TOKYO: Sony Corp said it is headed for its fourth straight annual net loss, instead of a profit it forecast earlier, as Thai floods disrupted camera production, adding to losses from a soaring yen and price slides in its TVs and PCs in the United States and Europe.
The maker of Bravia TVs, Vaio computers and PlayStation game consoles changed its forecast to a loss of 90 billion yen ($1.1 billion) from a net profit of 60 billion yen earlier.
Sony is yet another addition to a lengthening list of Japanese firms that have posted poor quarterly results due to factors including the strong yen, floods in Thailand and weak demand in the United States and Europe.
The list includes Honda Motor Co , Panasonic , Nintendo Co Ltd and Nomura Holdings . Sony blamed the deluge in Thailand for cutting 25 billion yen in expected earnings, and reduced its TV sales forecast by 9
per cent to 20 million sets , the second cut this financial year.
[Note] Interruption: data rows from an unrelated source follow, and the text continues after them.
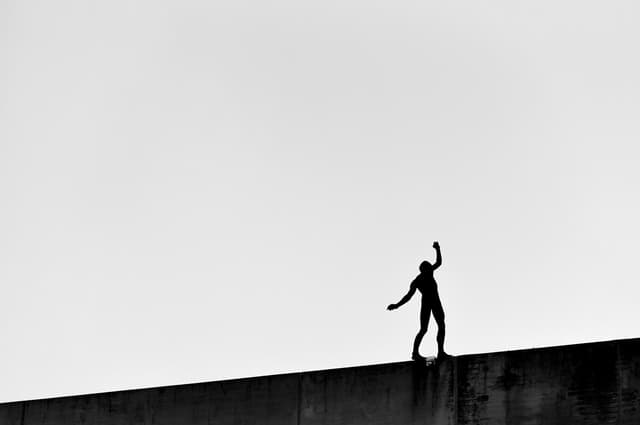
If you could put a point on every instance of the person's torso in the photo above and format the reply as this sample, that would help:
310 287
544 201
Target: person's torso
426 284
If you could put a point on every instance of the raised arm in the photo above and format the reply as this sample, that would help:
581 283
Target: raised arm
407 297
438 262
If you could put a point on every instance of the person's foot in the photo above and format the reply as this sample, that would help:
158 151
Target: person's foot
418 357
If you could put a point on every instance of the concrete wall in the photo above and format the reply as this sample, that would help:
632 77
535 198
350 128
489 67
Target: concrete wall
586 384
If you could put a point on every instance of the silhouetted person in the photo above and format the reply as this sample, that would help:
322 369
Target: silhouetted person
430 303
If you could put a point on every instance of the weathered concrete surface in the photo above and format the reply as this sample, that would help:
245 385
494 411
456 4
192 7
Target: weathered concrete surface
594 383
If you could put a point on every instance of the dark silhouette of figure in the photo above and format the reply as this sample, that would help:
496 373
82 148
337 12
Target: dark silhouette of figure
428 287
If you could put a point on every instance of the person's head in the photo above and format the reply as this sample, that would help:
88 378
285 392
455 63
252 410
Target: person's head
425 266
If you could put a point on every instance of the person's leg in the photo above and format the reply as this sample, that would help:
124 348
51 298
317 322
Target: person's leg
438 315
425 313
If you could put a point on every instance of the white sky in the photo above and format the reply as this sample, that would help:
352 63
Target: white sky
197 190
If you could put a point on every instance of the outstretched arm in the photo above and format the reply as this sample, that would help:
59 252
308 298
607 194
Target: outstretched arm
407 297
438 262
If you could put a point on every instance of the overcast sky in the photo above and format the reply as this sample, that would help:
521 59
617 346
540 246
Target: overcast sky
201 190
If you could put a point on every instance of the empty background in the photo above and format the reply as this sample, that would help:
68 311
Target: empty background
200 190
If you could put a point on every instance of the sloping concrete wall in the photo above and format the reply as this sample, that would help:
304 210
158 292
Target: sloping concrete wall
579 384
"The Thai floods are only the latest problem for Sony, which is struggling to come up with another hit product like the Walkman," said Fujio Ando, senior managing director at Chibagin Asset Management.
"As far as its TV business, its situation is the same as Panasonic's -- making deep cuts to stay competitive with no guarantee the restructuring will work," he said.
Sony, which is heading for its eighth straight annual loss in its TV division, is revamping the unit, but a lack of details since the plan was announced three months ago and poor sales are keeping investors downbeat.
The company said it will aim to cut the TV unit's operating loss, expected to be 175 billion yen this financial year, by half in the next year and return it to profit in the year ending in March 2014.
"The TV business is an essential part of Sony's growth strategy. We, as management, feel a great sense of crisis after seven straight years of losses," Sony Executive Deputy President Kazuo Hirai told a briefing.